何よりもあの程度の奴らがランクDだったというのが驚きだ。
「それは大変だったな」
「もぉ人ごとみたいに!…あれ?シュウさんこそ何かありましたか?」
たった二日の付き合いなのによくわかるもんだ。
「その話はあとでな。とりあえずはこれを頼む」
俺はバッグごと薬草を渡すとレイラの笑顔が引きつった。
「これは…たくさん採ってきましたね…しょ、少々お待ちください。ちょっと手を貸してくれる!」
レイラは周囲にいたギルド職員に声をかけ査定を手伝ってもらう。
3人がかりでやってすぐに査定結果はでた。
「お待たせしました。査定の結果すべて高品質品との判断でそれが計312枚となります。一枚を銅貨1枚として合計で金貨3枚銀貨1枚銅貨2枚となります」
「…意外と高いな」
「え、ええ。私どもとしましてもここまでの高品質品をこれだけの量どうやったら集められるのか興味がつきません。また、この金額は薬草の買取金額とだけでして報酬は更に銀貨5枚となります」
「大盤振る舞いだな」
「確かめてはいませんが薬草採取の報酬としては過去最高かと」
レイラは笑ってはいるがその笑顔にはどこか疲れが見える。
俺は報酬を受け取り、遺体から回収したギルドカードを渡す。
「…これは?」
「ネレル森林で死んでいた冒険者のものだ」
「!?…詳しく話していただけますか?」
俺は森林で起きたことをできるだけ詳しく説明する。
ゴブリンが3体いたこと。
若者が死んでいたこと。
その3体はすでに仕留めたこと。
討伐証明部位を証拠として提示する。
「そんな…ネレル森林にゴブリンがいたなんて……話はわかりました。
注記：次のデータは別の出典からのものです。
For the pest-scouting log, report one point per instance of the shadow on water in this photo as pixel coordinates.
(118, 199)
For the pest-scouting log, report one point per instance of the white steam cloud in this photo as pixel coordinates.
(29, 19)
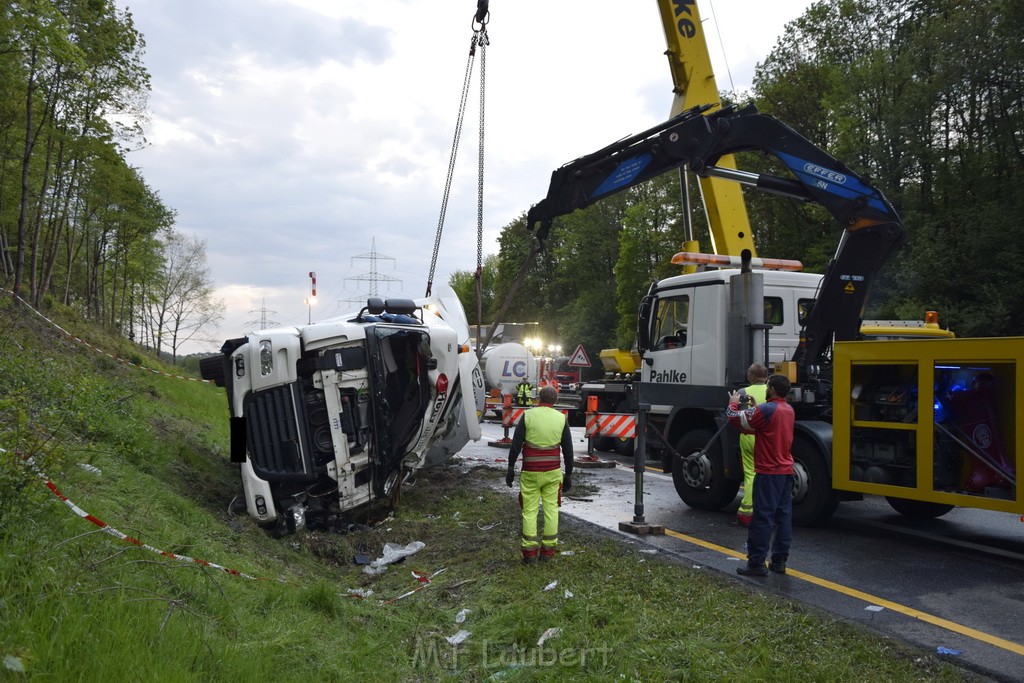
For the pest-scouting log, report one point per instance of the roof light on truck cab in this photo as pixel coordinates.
(694, 258)
(265, 357)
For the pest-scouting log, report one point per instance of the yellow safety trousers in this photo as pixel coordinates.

すみませんが、少しお待ちいただいてよろしいですか?もしかすると話はそれだけでは済まなくなるかもしれません」
「わかった」
俺は素直に頷きギルドの隅にある椅子に座り待つ。
「シュウさん、ギルド長がお話を聞きたいそうです。お時間いただけますか?」
少しして戻ってきたレイラからの言葉に俺は無言で頷き立ち上がる。
やってきたのは前と同じギルド長の部屋だ。
入るとグラハムともう一人30代から40代くらいで赤髪のメガネをかけた女性がいた。
「来たか、早速だが話を聞かせてくれ。ああ、こっちはうちの副ギルド長だ」
「テメロアと申します。以後お見知りおきを」
「シュウだ。話と言ってもあまり話せることはないのだが」
俺はレイラにした話をもう一度する。
話を聞き終えた二人は難しい顔をして考え込んでしまった。
「…と、すまん。事がことなんでな。お前さんの話を聞くかぎりやはりそれでは終わりそうにない」
「と言うと?」
「ゴブリンが集団で行動することは珍しいことではありません。ですが、ネレル森林に魔物は生息していないはず。となるとどこかから流れてきたとしか考えられないのですが、ネレル森林を越えた先には深淵の森しかありません。更に深淵の森からは滅多に魔物が出てきません。出てきたとしてもネレル森林まで来ることはないのです。あそこは魔物にとって好ましい環境が整っていますから、わざわざ出る必要がないのですよ」
なるほど。今回の事件は何かがおかしいと言うわけか。
だが、そうなるとゴブリンがあそこにいた理由は…
「深淵の森に何かしらの異変があったとしか思えん。こんなことは過去にも例がない。すぐに調査隊を派遣しなければならんだろうな」
「かしこまりました。人選はいかがいたしましょう?」
「・・・今この街にいる冒険者で適していると思われるのは誰だ?」
「難しいですね。高ランクの冒険者は何人かいますが、調査に優れているかと言われると…」
「俺が行こうか?」
「お前が?何か手があるのか?」
俺はユニークスキルの「全知眼」の情報だけを開示し二人に見せる。
ギルド長は俺の事情をある程度知っているし、副ギルド長も特に問題はなさそうだと判断したからだ。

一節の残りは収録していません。